Of course we can't see much at the center. We can add "jitters" using the [**`np.random.rand()`**](http://docs.scipy.org/doc/numpy/reference/generated/numpy.random.rand.html) function.  

In [None]:
data = generate_many_numbers(N=100)

# TODO: implement this
# zittered_ypos = ??

plt.figure(figsize=(10,1))
plt.scatter(data, zittered_ypos, s=50)
plt.gca().axes.get_yaxis().set_visible(False)

Let's also make it transparent. Here is [a useful Google query](https://www.google.com/search?client=safari&rls=en&q=matplotlib+scatter+transparent+symbole&ie=UTF-8&oe=UTF-8#q=matplotlib+scatter+transparent+symbol), and the documentation of [**`scatter()`**](http://matplotlib.org/api/pyplot_api.html#matplotlib.pyplot.scatter) also helps.

In [None]:
data = generate_many_numbers(N=200)

# From the last question
# zittered_ypos = ??

# TODO: implement this
# plt.figure(figsize=(10,1))
# plt.scatter( ?? )
# plt.gca().axes.get_yaxis().set_visible(False)

We can use transparency as well as empty symbols.

* Increase the number of points to 1,000
* Set the symbol empty and edgecolor red ([a useful query](https://www.google.com/search?client=safari&rls=en&q=matplotlib+scatter+empty+symbols&ie=UTF-8&oe=UTF-8))

In [None]:
# TODO: implement this
# data = ?? 
# zittered_ypos = ??


# TODO: implement this
# plt.figure(figsize=(10,1))
# plt.scatter( ?? )
# plt.gca().axes.get_yaxis().set_visible(False)
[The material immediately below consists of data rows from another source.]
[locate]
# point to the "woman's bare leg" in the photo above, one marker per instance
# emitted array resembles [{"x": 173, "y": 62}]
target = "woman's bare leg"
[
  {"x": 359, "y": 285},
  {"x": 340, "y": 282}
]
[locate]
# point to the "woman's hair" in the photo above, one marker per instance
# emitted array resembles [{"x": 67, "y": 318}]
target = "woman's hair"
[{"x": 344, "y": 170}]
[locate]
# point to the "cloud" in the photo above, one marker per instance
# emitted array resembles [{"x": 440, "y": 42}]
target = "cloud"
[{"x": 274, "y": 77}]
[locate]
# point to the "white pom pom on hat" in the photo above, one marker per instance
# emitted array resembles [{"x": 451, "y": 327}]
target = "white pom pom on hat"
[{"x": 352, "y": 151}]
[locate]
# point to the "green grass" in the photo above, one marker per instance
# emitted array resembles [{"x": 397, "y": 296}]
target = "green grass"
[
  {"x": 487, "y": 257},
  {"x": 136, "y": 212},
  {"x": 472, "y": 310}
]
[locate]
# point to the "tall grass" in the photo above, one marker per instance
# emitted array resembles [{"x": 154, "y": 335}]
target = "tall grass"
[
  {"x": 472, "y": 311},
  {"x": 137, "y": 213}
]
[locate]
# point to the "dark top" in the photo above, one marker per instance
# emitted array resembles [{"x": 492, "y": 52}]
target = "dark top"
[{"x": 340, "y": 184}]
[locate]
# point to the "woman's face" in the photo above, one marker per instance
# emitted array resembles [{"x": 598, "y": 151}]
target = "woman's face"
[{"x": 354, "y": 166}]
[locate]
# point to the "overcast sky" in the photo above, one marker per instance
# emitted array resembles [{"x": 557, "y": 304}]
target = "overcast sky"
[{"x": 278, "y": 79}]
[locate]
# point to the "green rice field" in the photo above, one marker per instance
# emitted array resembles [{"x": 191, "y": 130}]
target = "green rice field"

Let's use real data. Load the IMDb dataset that we used before.

In [None]:
movie_df = pd.read_csv('imdb.csv', delimiter='\t')
movie_df.head()

Try to plot the 'Rating' information using 1D scatter plot. Does it work?

In [None]:
# TODO: plot 'rating'


# Q2 Histogram 

There are too many data points! Let's try histogram. 


In [None]:
movie_df['Rating'].hist()

Looks good! Can you increase or decrease the number of bins? Find the documentation [here](https://www.google.com/search?client=safari&rls=en&q=pandas+plotting&ie=UTF-8&oe=UTF-8). 

In [None]:
# TODO: try different number of bins


A nice to way to explore this is visualizing the "[small multiples](https://www.google.com/search?client=safari&rls=en&q=small+multiples&ie=UTF-8&oe=UTF-8)". It is possible to draw many plots in a single "figure". Read about [subplot](https://www.google.com/search?client=safari&rls=en&q=matplotlib+subplot&ie=UTF-8&oe=UTF-8). For instance, you can do something like:

In [None]:
plt.figure(figsize=(10,5))
plt.subplot(1,2,1)
movie_df['Rating'].hist(bins=3)
plt.subplot(1,2,2)
movie_df['Rating'].hist(bins=100)

Ok, so create 8 subplots (2 rows and 4 columns) with the given `binsizes`. 

In [None]:
binsizes = [2, 3, 5, 10, 30, 40, 60, 100 ]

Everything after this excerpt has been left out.